An Overview on Dye Sensitized Solar Cells[edit | edit source]
Dye Sensitized Solar Cells (DSC) in terms of low cost materials and manufacturing was introduced by Michael Gratzel in 1991.
O'regan, B., Gratzel, M.,A low-cost, high-efficiency solar cell based on dye-sensitized colloidal TiO2 films, Nature, Vol 353, 737-740, (1991)
TiO2 as a cheap material is used as a an electron conductor in the cell. The TiO2 layer is prepared from colloidal solution and to make the electric connection briefly sintered at 450 ̊C. The layer has the thickness of 10µm and the particle size of 15nm which gives the cell both larger surface area and higher roughness factor. This average size make the cell to absorb more dye and harvest more light. The applied dye is trimeric ruthenium complex which absorbs the photon. The absorption onset is about 750nm. The hole conductor to complete the circuit is the iodide/triiodide redox electrolyte Li+ .
Nanocrystalline dye‐sensitized solar cells having maximum performance, Progress in Photovoltaics, Vol 15, 1-18, (2007)
In this contribution the development of DSC in matters of efficiencies and stabilities are considered. Some of the drawbacks of DSC: 1- Inefficient light absorption of the dye 2-Surface recombination 3- Limited Fill Factor(FF) due to series resistance losses, light intensity recombination,... .
Concept development Three different design considered. A standard one with the dye on a high surface area nc-TiO2 , A high surface transparent TiO2 with a light back scattering, TCO-less design that for the secondary electrode uses a porous metal layer.

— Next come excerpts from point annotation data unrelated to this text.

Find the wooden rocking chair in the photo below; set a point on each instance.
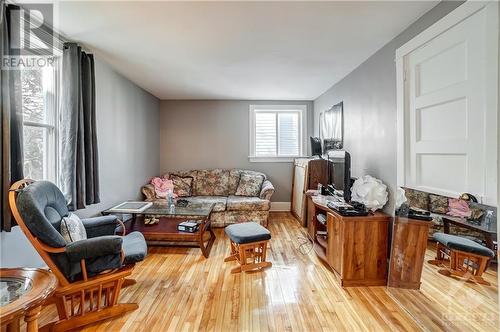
(91, 272)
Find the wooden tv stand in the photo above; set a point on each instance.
(355, 248)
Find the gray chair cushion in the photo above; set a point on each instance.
(94, 247)
(463, 244)
(102, 225)
(42, 207)
(134, 247)
(247, 232)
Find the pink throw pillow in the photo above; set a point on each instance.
(458, 208)
(162, 186)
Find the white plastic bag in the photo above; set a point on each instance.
(369, 191)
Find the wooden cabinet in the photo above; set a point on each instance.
(334, 226)
(356, 247)
(409, 242)
(311, 216)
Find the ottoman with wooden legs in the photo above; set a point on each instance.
(248, 246)
(466, 258)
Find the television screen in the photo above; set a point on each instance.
(316, 146)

Materials Nano Crystalline TiO2 is prepared from collodial solutions following by hydrothermal sol-gel procedures via either acidic or basic preparation. An experiments shows the base peptization results in a higher device open circuit voltage. See Acid versus base peptization of mesoporous nanocrystalline TiO2 films. Home-made TiO2 or P25(Degussa) are used.

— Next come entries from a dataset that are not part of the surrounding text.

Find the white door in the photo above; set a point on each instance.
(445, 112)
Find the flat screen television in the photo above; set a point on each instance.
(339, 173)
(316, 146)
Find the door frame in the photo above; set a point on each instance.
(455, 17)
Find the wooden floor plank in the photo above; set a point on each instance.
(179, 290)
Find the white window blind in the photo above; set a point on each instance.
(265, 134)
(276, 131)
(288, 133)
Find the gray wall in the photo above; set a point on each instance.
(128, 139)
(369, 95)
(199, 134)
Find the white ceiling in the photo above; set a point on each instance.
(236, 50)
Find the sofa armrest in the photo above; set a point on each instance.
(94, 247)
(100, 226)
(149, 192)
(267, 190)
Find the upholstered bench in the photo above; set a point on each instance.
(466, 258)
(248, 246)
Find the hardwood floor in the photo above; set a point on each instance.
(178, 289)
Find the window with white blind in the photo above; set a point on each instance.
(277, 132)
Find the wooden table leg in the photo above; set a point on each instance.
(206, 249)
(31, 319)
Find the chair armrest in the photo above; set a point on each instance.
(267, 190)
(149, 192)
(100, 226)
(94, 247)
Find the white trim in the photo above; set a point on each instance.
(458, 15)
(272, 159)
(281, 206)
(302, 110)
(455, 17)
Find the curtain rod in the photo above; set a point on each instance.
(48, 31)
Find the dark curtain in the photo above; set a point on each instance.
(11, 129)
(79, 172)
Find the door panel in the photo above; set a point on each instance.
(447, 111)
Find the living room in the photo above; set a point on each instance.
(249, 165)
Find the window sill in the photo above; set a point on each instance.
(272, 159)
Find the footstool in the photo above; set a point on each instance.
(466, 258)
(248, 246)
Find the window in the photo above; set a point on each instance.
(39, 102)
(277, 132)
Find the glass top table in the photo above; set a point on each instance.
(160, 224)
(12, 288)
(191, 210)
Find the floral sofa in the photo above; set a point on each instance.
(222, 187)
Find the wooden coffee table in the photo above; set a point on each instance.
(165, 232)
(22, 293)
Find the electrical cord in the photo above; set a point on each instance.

scattering Layers To enhance the light absorption layers with particle sizes between 100-400 nm are used such as ZrO2, Different phase of TiO2. By applying the scatter layer the photocurrent is increased about 10%.
Conformal coatings of nanocrystalline electrodes Palomares, E., Clifford, J., Haque, S., Lutz, T., Durrant, J. Control of Charge Recombination Dynamics in Dye Sensitized Solar Cells by the Use of Conformally Deposited Metal Oxide Blocking Layers American Chemical Society, Vol 125, 475-482 , (2003)
Other oxides has been investigated but so far TiO2 shows the best response. SnO2 has also been considered for its faster charge transport, but its conduction band energy is 0.4V more positive than TiO2.
TiO2 Microstructure and Fabrication in DSCs[edit | edit source]
In this part different microstructure and characterization of TiO2 that has been worked on so far is reviewed chronologically.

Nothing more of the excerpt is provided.